If you really NEED to put specific prices on goods or services in your story, it may help for you to draw up a list of ALL the prices for things your characters may need or want to buy, so you can slot your fictional items into the schema wherever they make sense within the economy/culture of your story. Note that the relative prices of things, as well as the specific amount of money for each, will vary widely over time and between cultures. We spend our money very differently in 2025 USA than Americans did in 1950 or 1830. People in other places today or in the past spend money differently from any of those. Fantasy people in imaginary places? You can extrapolate from the known & figure it out. What's the price of pie and a pint at the Prancing Pony? What's the price of an enchanted mace, or a well-shod unicorn? I have no idea, but if i were writing them I'd have done enough research to make a guess. (I would, of course, need to figure out what currency the price is quoted in, and whether it's a fixed price or just the starting point for haggling. decisions, decisions...)
Note that prices don't exist in the abstract, they are always embedded in the economic, political, and social environment where your story occurs. Money itself can be complicated -- in 17c France you had to be able to do accounting in the official currency (the livre tournois) but many different coins were circulating that did not map cleanly or consistently to accounting units -- the actual metal value of an individual coin mattered, and in some places coins of different official value minted in a dozen different places might be in common use so your innkeeper or traveler would need to know what they're all worth in a transaction.
Every price says something about how the story-verse works. Relative prices say more, actually, than bare numeric price tags on their own. If you look at menus from the early 1900s, for instance, you will observe that the most expensive dinner they offer is often the roast chicken, while roast beef and steaks and anything pork are comparative bargains. Chicken was a luxury food in 1900 -- the birds were raised mostly for their eggs, and eaten as soup or stew at the end of their productive life. Young tender chickens didn't end up on your plate as Tuesday dinner unless you were rich. That only changed with the advent of factory farming in the 1940s.

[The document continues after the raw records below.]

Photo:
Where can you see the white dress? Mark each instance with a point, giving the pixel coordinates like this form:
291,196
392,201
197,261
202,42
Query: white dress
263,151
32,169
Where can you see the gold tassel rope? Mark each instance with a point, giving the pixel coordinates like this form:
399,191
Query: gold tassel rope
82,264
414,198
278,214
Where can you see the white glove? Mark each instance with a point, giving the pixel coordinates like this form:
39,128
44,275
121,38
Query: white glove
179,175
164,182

(Also on those 1900 menus -- look for the celery. You'll always find it called out at upscale restaurants. That was another prized luxury food of that era -- growing celery commercially was very difficult before various technical & agricultural innovations made it practical at scale in the 1920s. So celery got the star treatment for a very long time. Special celery vases were sold for people to display their celery in style at a dinner party. Relish trays were also designed to feature well-cut celery, with everything else tempting and luxurious laid out around it. Respect the celery! Somebody spent a chunk of real money for those stalks!)
Leaving aside that digression -- a lot of the time, you don't actually have to know or tell the reader the specific price tag of anything. Unless you're dramatizing an account register, what's probably more significant is how the price affects your characters. Do they consider it expensive or cheap? Do they have to do extra work or build extra savings to pay for it, or go into debt, or dream about it for years while knowing it's forever out of reach? Or do they just buy it on impulse & not even check the receipt? How important is money to them at all? -- do they think about it a lot, strategize, stay up nights worrying about it and working on their budgets? Or is it easy come easy go? Are they ants or grasshoppers? Are they typical of their social group, or outliers in their finance attitudes or behavior?